Vincent saca el estado de las tareas de agentes fuera de la pestaña del terminal
El proyecto plantea un demonio en segundo plano como dueño de la ejecución, con la TUI, la CLI y la API como meros clientes de ese estado. Cerrar el terminal deja de importar.

El proyecto Vincent propone mover la propiedad de las tareas de agentes desde la pestaña del terminal hasta un demonio en segundo plano. La TUI, la CLI y la API pasan a ser clientes de ese estado: cerrar cualquiera de ellos no altera nada de lo que hay detrás. La idea de fondo es sencilla y algo incómoda: el terminal es un buen sitio para arrancar un proceso y un mal sitio para guardar la verdad sobre ese proceso.
La pestaña como plano de control accidental
Cuando una tarea de agente vive dentro de una pestaña, esa pestaña acaba haciendo de plano de control sin que nadie lo haya decidido. Cerrarla puede detener el trabajo. Perder el scrollback borra la explicación útil de lo que pasó. Y volver al proyecto obliga a reconstruir qué se ejecutó, qué rama se tocó y si aquello estaba esperando, había terminado o llevaba un rato atascado en silencio. Cuanto más larga es la tarea, más frágil se vuelve ese arreglo.
Vincent traslada el estado al demonio: estado de tareas, ejecución de flujos, procesos de agentes, planificación, base de datos y worktrees de git. Varios clientes pueden inspeccionar el mismo demonio sin convertirse en escritores que compiten entre sí, y el planificador admite tareas por prioridad y límites de concurrencia aunque no haya ningún panel abierto mirando.
Qué pasa cuando algo se interrumpe
La durabilidad es la parte que cambia cómo se trata una caída. Vincent persiste una transición de estado antes de actuar sobre ella. Si el demonio se detiene a mitad de un paso, la recuperación al reiniciar registra el intento interrumpido, verifica cualquier proceso huérfano antes de pararlo y vuelve a ejecutar el paso sin consumir un reintento por fallo. El sistema no finge que un proceso sobrevive a un reinicio de la máquina: hace explícita la interrupción y se recupera desde un estado conocido.

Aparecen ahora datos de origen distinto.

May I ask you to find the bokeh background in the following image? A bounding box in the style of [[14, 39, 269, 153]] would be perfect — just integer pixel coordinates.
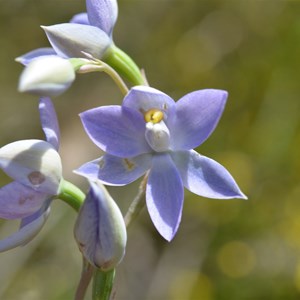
[[0, 0, 300, 300]]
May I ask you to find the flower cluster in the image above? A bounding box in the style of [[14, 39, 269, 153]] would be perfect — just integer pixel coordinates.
[[0, 0, 247, 299], [76, 86, 246, 241]]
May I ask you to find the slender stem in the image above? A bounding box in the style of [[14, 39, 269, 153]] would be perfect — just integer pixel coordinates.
[[77, 59, 128, 96], [74, 257, 94, 300], [104, 46, 145, 85], [124, 174, 148, 228], [58, 180, 85, 212], [102, 62, 128, 96], [92, 269, 115, 300]]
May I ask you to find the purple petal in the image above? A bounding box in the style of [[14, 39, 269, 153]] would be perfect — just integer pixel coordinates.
[[146, 154, 183, 241], [0, 207, 50, 252], [74, 154, 152, 185], [42, 23, 112, 59], [69, 13, 90, 25], [86, 0, 118, 36], [170, 89, 227, 150], [123, 86, 175, 124], [0, 181, 48, 219], [15, 47, 57, 66], [172, 150, 247, 199], [74, 183, 127, 271], [39, 98, 60, 150], [80, 105, 151, 158]]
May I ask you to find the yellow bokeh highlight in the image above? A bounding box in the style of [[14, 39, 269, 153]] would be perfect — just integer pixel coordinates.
[[294, 261, 300, 292], [217, 241, 256, 278], [168, 270, 213, 300]]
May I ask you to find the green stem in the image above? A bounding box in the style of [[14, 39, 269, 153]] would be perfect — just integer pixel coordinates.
[[58, 180, 85, 212], [104, 46, 146, 85], [77, 57, 128, 96], [92, 269, 115, 300]]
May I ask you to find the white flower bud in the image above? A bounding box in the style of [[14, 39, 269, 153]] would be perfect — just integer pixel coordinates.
[[19, 56, 75, 96], [0, 140, 62, 195]]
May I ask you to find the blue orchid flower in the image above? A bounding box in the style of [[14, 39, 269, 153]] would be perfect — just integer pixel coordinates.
[[75, 86, 246, 241]]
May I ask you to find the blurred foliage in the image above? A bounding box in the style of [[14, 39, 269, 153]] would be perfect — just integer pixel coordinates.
[[0, 0, 300, 300]]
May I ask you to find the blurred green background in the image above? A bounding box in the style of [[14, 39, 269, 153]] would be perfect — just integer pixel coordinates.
[[0, 0, 300, 300]]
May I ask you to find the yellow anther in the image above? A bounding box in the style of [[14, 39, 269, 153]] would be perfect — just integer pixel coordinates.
[[144, 108, 164, 124]]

Instalar el demonio como servicio de usuario extiende el mismo modelo entre sesiones. Es el sistema operativo el que arranca el plano de control, y el terminal vuelve a ser lo que debería ser: una ventana opcional sobre el trabajo.

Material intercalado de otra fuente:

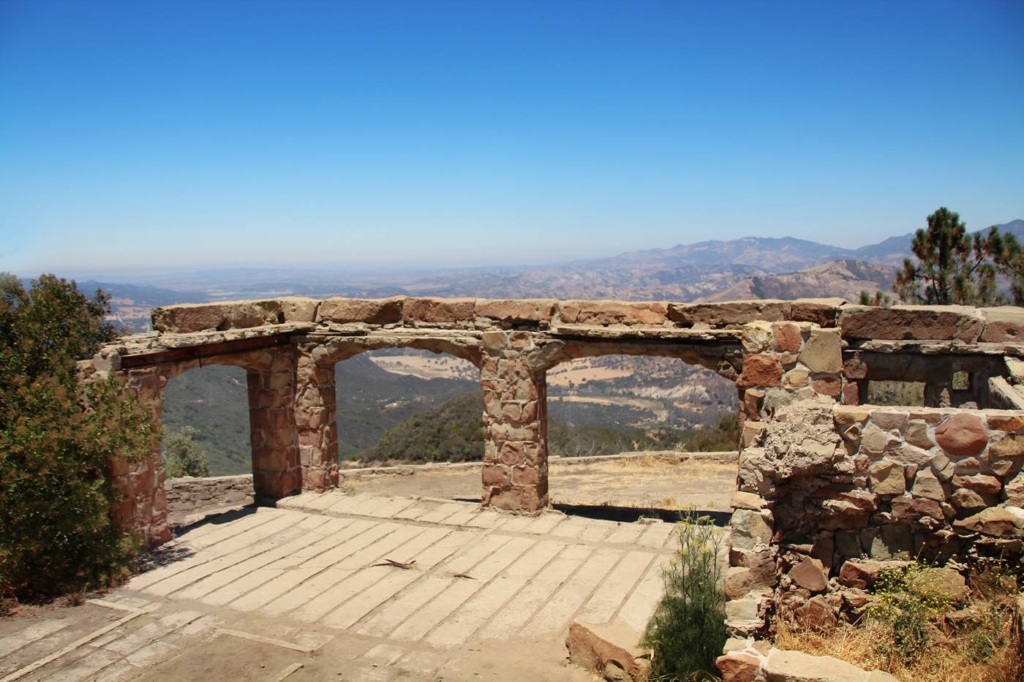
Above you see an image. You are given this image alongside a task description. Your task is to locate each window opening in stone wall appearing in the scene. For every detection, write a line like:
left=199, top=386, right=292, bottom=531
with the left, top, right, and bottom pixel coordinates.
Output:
left=952, top=372, right=971, bottom=391
left=547, top=355, right=738, bottom=520
left=162, top=366, right=253, bottom=476
left=867, top=381, right=925, bottom=407
left=335, top=348, right=483, bottom=483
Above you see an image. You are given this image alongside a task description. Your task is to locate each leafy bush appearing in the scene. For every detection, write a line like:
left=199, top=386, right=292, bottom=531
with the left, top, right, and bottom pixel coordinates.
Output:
left=0, top=275, right=159, bottom=600
left=164, top=426, right=210, bottom=478
left=643, top=513, right=727, bottom=681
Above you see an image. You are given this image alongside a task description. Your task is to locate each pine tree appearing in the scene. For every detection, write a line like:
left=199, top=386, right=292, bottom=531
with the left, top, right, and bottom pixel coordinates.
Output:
left=893, top=206, right=999, bottom=305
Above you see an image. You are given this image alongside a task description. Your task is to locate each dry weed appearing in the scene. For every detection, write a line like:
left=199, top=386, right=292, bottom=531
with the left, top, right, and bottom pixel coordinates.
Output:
left=774, top=589, right=1024, bottom=682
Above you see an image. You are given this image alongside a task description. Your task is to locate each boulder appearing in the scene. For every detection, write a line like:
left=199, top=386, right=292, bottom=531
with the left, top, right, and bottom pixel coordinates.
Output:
left=839, top=305, right=984, bottom=343
left=800, top=329, right=843, bottom=374
left=565, top=621, right=650, bottom=681
left=935, top=413, right=988, bottom=456
left=736, top=353, right=782, bottom=388
left=316, top=297, right=404, bottom=325
left=906, top=567, right=971, bottom=603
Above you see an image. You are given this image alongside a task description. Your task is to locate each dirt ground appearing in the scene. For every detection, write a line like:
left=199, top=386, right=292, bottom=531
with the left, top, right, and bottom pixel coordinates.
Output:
left=342, top=456, right=737, bottom=512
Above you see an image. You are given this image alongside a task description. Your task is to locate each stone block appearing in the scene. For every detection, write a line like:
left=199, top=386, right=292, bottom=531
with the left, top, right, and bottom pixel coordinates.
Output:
left=953, top=507, right=1024, bottom=538
left=1005, top=473, right=1024, bottom=507
left=736, top=354, right=782, bottom=388
left=152, top=300, right=285, bottom=334
left=558, top=301, right=669, bottom=327
left=316, top=297, right=406, bottom=325
left=741, top=321, right=775, bottom=353
left=772, top=323, right=804, bottom=353
left=911, top=469, right=949, bottom=502
left=987, top=433, right=1024, bottom=459
left=953, top=474, right=1002, bottom=495
left=782, top=368, right=811, bottom=391
left=800, top=329, right=843, bottom=374
left=935, top=413, right=988, bottom=456
left=715, top=651, right=761, bottom=682
left=839, top=305, right=984, bottom=343
left=401, top=298, right=476, bottom=326
left=906, top=566, right=971, bottom=603
left=903, top=420, right=935, bottom=450
left=668, top=300, right=790, bottom=329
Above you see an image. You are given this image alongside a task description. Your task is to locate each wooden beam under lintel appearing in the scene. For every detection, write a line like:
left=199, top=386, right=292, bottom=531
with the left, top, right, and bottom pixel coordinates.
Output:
left=121, top=334, right=292, bottom=370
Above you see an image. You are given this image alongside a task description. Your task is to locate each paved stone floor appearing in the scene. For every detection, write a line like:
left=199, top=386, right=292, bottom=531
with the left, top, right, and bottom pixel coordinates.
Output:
left=0, top=493, right=688, bottom=682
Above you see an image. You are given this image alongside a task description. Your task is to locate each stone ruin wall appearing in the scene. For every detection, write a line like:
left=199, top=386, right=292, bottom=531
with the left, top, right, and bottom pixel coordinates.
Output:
left=83, top=297, right=1024, bottom=635
left=164, top=474, right=253, bottom=525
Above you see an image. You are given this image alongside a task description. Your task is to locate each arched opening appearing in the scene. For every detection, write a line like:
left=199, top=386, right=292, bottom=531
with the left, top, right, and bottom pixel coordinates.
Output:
left=335, top=348, right=483, bottom=469
left=318, top=340, right=484, bottom=500
left=547, top=352, right=739, bottom=516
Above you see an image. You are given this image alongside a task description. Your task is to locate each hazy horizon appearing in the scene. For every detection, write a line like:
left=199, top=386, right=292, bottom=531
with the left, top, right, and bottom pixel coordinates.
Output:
left=0, top=0, right=1024, bottom=276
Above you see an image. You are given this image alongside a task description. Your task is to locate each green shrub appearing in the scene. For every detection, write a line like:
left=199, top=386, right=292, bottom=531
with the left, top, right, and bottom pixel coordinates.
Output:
left=163, top=426, right=210, bottom=478
left=867, top=564, right=950, bottom=665
left=643, top=513, right=727, bottom=681
left=0, top=275, right=159, bottom=601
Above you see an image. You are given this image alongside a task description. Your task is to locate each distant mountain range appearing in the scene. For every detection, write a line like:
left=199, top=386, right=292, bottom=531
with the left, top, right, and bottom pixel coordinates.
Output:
left=81, top=219, right=1024, bottom=330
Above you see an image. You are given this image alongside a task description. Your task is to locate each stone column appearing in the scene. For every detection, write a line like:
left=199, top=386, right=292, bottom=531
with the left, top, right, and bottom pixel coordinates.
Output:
left=295, top=349, right=338, bottom=491
left=247, top=348, right=302, bottom=502
left=110, top=368, right=171, bottom=547
left=480, top=332, right=548, bottom=513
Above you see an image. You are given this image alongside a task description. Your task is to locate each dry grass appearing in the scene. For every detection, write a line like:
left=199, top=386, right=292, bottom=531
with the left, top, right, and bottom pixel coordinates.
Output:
left=774, top=598, right=1024, bottom=682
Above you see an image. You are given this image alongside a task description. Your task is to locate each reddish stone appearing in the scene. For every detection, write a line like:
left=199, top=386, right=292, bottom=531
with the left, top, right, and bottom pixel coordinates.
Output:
left=476, top=298, right=557, bottom=324
left=742, top=388, right=765, bottom=422
left=953, top=507, right=1021, bottom=538
left=839, top=305, right=984, bottom=343
left=501, top=442, right=523, bottom=467
left=715, top=653, right=761, bottom=682
left=811, top=377, right=843, bottom=397
left=401, top=298, right=476, bottom=325
left=772, top=323, right=804, bottom=353
left=736, top=354, right=782, bottom=388
left=935, top=413, right=988, bottom=456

Conviene precisar qué hay publicado hasta ahora. El material que acompaña al proyecto es un documento de diseño, con la explicación arquitectónica y poco más: no hay versión numerada, ni licencia anunciada, ni referencias a un repositorio, ni cifras de rendimiento medidas por un tercero. Tampoco se enseña una demo del demonio en funcionamiento, así que lo que se puede evaluar hoy es el planteamiento, no el software.
Aun así, el planteamiento toca un problema real para quien ya tiene agentes en producción. La codificación con agentes se parece cada vez menos a una conversación y cada vez más a una carga de trabajo: tareas que esperan cuotas, puertas de validación, reintentos, ramas hijas y comprobaciones externas. Atar la vida de esas tareas a la vida de la interfaz que las lanzó es una decisión de arquitectura, y no precisamente buena. El terminal puede mostrar el trabajo. Otra cosa es que deba ser su dueño.